We have recently reported that RGD-mediated TGF-β1 signaling in synthetic HA hydrogels can promote the expression KRT7/K7. K7 is a ductal marker and an indicator of cellular stress. Inhibition of TGF-β signaling supports the proliferation of primary p63 positive salivary gland cells.⁷⁴ Here, we assessed whether Y27 decreased TGF-β1 signaling in hS/PCs cultured in the hyperGel+. Analysis by Western blotting indicated approximately 2-fold decrease in K7 expression with Y27 treatment (Figure 7B, Figure S6), confirming the downregulation of K7 at the protein level. We next investigated if the down regulation of K7 was due to reduced TGF-β signaling. Characterization of the expression of SMAD2/3, downstream effectors of TGF-β1 signaling, showed that both nuclear and cytoplasmic levels of SMAD2/3 were reduced with Y27 treatment (Figure 7E, D), although the nuclear/cytoplasmic ratio was unchanged (Figure 7F). These findings suggest that Y-27 reduced TGF-β signaling and promoted the expression of genes involved with progenitor identity.
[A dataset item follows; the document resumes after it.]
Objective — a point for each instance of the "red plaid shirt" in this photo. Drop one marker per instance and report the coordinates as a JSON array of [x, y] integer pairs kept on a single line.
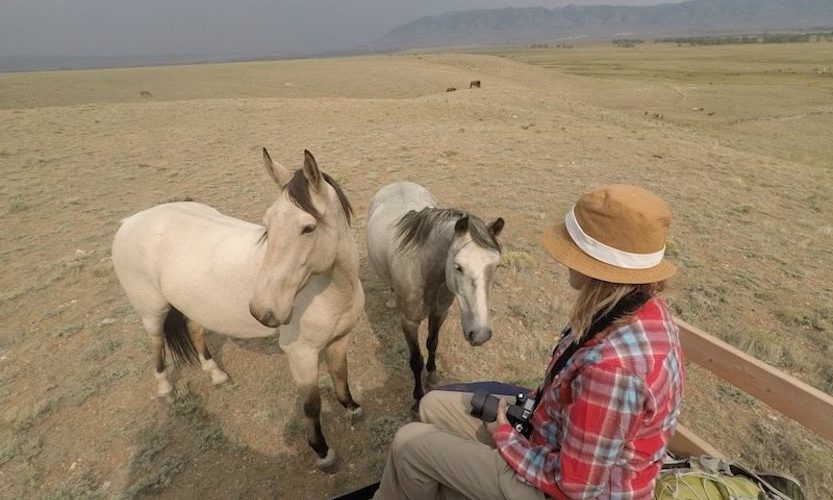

Collectively, our results confirmed the utility hyperGel+ as a basement membrane mimetic scaffold for 3D culture of hS/PCs. Quantification of growth factors secreted by the resident hS/PCs and analysis of cytoskeleton remodelling in response to Y-27 will likely shed light into how hyperGel+ promoted the rapid development of epithelial spheroids and how Y-27 induced the formation of acini-like structures with a common lumen. In our studies, RGDSP and IKVAV peptides were separately coupled to the HA chains. The high degree of functionality offered by HPG permits direct conjugation of thousands of copies of peptides to a single polymer to afford a multifunctional molecular construct that recaptures the key cell-modulating motifs in the native basement membrane for an enhanced biological response. Finally, co-culture of hS/PCs with mesenchymal cells in hyperGel+ can improve the utility of adult salivary stem/progenitor cells in salivary gland tissue engineering.

4. Conclusion

High molecular weight, monodisperse hyperbranched polyglycerol conjugates carrying acrylate and sulfate moieties were synthesized and characterized. Combining the hyperbranched building blocks with thiolated HA and cell adhesive peptides resulted in the establishment of cell permissive hydrogels suitable for 3D culture of hS/PCs. With the unique nanoporous structure and the presence of sulfate moieties and laminin motifs, the hyperGel+ resembles the native basement membrane surrounding the native gland. hyperGel+ permitted the establishment of multicellular hS/PC spheroids. Supplementation of culture media with Y27 accelerated cell growth, promoted acinar differentiation, promoted the development of polarized lumen, at the same time, ameliorating the undesirable TGF-β signaling associated with cellular stress.

Data Availability

As part of an ongoing study, the raw/processed data required to reproduce these findings are available from the corresponding author on reasonable request.